Perhaps many organists are intimidated by the idea of improvising for the same reason that most people are intimidated by writing: when there’s a blank page in front of you, what on earth do you say? In writing, it’s helpful to develop a clear topic and then form an outline of how you’ll explain that topic or make your argument. And in improvisation, it’s beneficial to have an idea in mind as you start.
Yes, you’ll want to have a musical idea, but I say it’s even more important to have a spiritual idea. In other words, focus on a sacred text, whether it’s a proper of the Mass, a chant hymn, or a favorite prayer.

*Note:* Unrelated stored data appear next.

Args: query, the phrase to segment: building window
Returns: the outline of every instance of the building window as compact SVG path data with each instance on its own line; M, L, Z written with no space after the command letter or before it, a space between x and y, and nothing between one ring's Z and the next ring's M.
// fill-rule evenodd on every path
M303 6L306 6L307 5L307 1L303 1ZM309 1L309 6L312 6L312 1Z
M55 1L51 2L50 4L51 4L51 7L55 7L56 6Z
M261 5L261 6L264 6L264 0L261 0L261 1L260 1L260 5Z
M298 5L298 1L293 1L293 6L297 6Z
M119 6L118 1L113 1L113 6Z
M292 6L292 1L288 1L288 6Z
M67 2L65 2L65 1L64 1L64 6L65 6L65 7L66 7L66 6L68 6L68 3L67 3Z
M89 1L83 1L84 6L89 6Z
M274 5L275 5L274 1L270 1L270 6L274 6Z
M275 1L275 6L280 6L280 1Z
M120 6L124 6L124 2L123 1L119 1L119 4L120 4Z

Our parish is blessed to have produced a seminarian for the Priestly Fraternity of St. Peter (FSSP), a young man who holds an organ degree from a prestigious conservatory. He is a professional-caliber performer. More importantly, he has a well-grounded sense of the liturgy and how to support it with organ music. When he’s home on breaks, he’s incredibly generous with his time and expertise. I’d say his name, but….did I mention he’s also genuinely humble?
In the course of the lessons and masterclasses I’ve had with my friend, he has taught me the concept of “praying the organ.” It’s just like it sounds: when you sit down to improvise, you keep a sacred text in mind and create music that matches that text. What the congregation then hears is your prayer actualized as sound.

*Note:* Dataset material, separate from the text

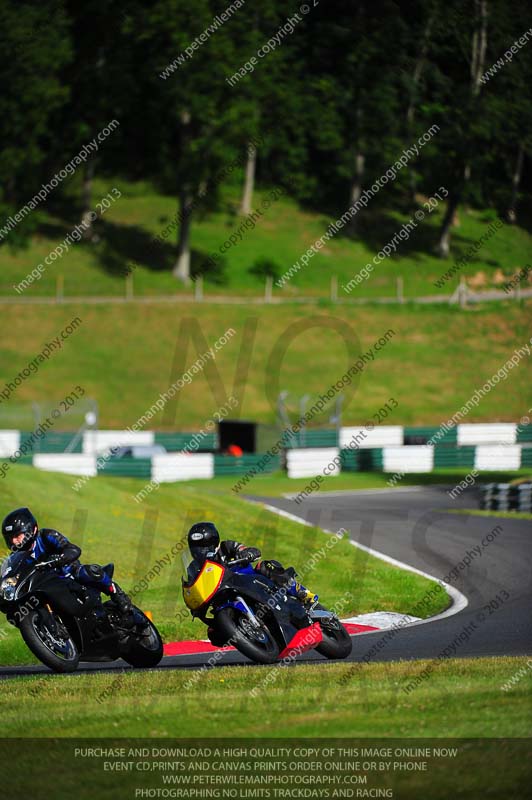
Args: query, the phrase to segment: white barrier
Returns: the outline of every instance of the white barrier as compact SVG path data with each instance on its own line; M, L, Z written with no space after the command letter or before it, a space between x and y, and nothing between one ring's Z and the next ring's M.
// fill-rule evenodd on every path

Do this well, and you can’t help but create beautiful music that moves the heart to prayer. I’m not yet an accomplished enough organist to play the most challenging classics. But in my simple improvisations, I’ve had people tell me that my playing was “prayerful” or even “moving.” You can do the same, or better. In fact, if you’re already nailing the great organ works and you add improvisation to your mix, you’ll be unstoppable.
My Top Three Methods of Organ Improvisation
At this point, you may be thinking, “OK, this all sounds good, but….what do I actually play?”

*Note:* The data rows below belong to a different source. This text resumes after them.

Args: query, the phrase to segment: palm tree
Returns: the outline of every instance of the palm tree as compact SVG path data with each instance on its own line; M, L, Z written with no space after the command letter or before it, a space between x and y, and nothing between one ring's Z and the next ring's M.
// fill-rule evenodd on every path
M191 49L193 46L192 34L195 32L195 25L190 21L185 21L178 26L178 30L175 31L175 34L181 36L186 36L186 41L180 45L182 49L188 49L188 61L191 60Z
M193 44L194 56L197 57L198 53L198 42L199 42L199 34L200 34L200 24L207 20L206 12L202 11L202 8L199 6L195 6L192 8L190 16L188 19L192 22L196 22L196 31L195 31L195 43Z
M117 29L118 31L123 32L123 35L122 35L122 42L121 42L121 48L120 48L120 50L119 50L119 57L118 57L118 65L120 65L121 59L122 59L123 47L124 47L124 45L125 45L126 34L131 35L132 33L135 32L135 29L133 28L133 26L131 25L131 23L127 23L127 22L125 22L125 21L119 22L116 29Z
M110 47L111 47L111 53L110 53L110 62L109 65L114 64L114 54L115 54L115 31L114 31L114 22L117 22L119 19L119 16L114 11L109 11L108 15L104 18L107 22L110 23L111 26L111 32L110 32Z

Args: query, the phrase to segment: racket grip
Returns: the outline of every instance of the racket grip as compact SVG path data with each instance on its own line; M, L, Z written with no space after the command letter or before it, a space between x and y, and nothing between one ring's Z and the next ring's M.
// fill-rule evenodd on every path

There are many good guides to organ improvisation. Some of them walk you through all the rudiments of harmony and help you become a better overall musician. Others assume you know this stuff already and give you “tricks” to make your improvisations more interesting and less predictable.
I’m still working through these materials myself. In the meantime, I’ve been using three methods to improvise at the organ:
- Harmonize a chant. I’ll generally use the chant that’s prescribed for each part of the Mass. If it’s a low Mass nobody will be singing them, so the organ can “sing” them instead. As the priest enters, I’ll improvise on the Introit. At the Offertory and Communion, I’ll use those propers. For a recessional, I’ll often use the Alleluia from that Mass, or the Marian antiphon of the season.
- Use the chant as a starting point. This is similar to the above, except that I’ll let the melody go off in a new direction after playing a certain amount of the chant. Sometimes I’ll return to the chant as written, sometimes not.
- Make up an original melody. Although I usually use the chant at least as a starting point, I’ll occasionally do something completely different. It could be that the prescribed chant doesn’t inspire me (perhaps it’s in a mode that I’ve seen too much lately). Or maybe I looked at the text and suddenly got a strong melodic idea that goes with it. Either way, I’ll bring the text to life by playing my own composition. I do a lot of this during the Canon of the Mass, especially after the Consecration. I might make up a melody for the Words of Institution, or for the phrase that follows: Hæc quotiescúmque fecéritis, in mei memóriam faciétis.
For each of these three methods, I’ll use one of two approaches: prepare in advance or compose on the spot. For an upcoming Sunday Mass, I’ll typically sit with the propers several times during the week, playing around with harmonic possibilities. Even if I plan on harmonizing a chant without deviating much from the given melody, I like to plan some harmonic “features,” such as unusual chords or a modulation. But if I’m planning on wandering off from the chant melody or even composing something from scratch, then I’ll put in significant practice. In the true spirit of improvisation, the results will be slightly different each time, but it’s a “predictable different,” one that I know will fit the timing of the liturgy (with slight modifications depending on the pacing of each of our parish’s four priests).
Even if I come up with a composition from scratch, I never write down more than a few notes. I find it easier to memorize. For harmonized chants, I’ll sometimes write down the names of the most important chord changes underneath the chant melody. This approach takes the pressure off of me to perform a composition. Still, it gives me a secure enough framework that even if I make a mistake or two, I know where my improvisation is going.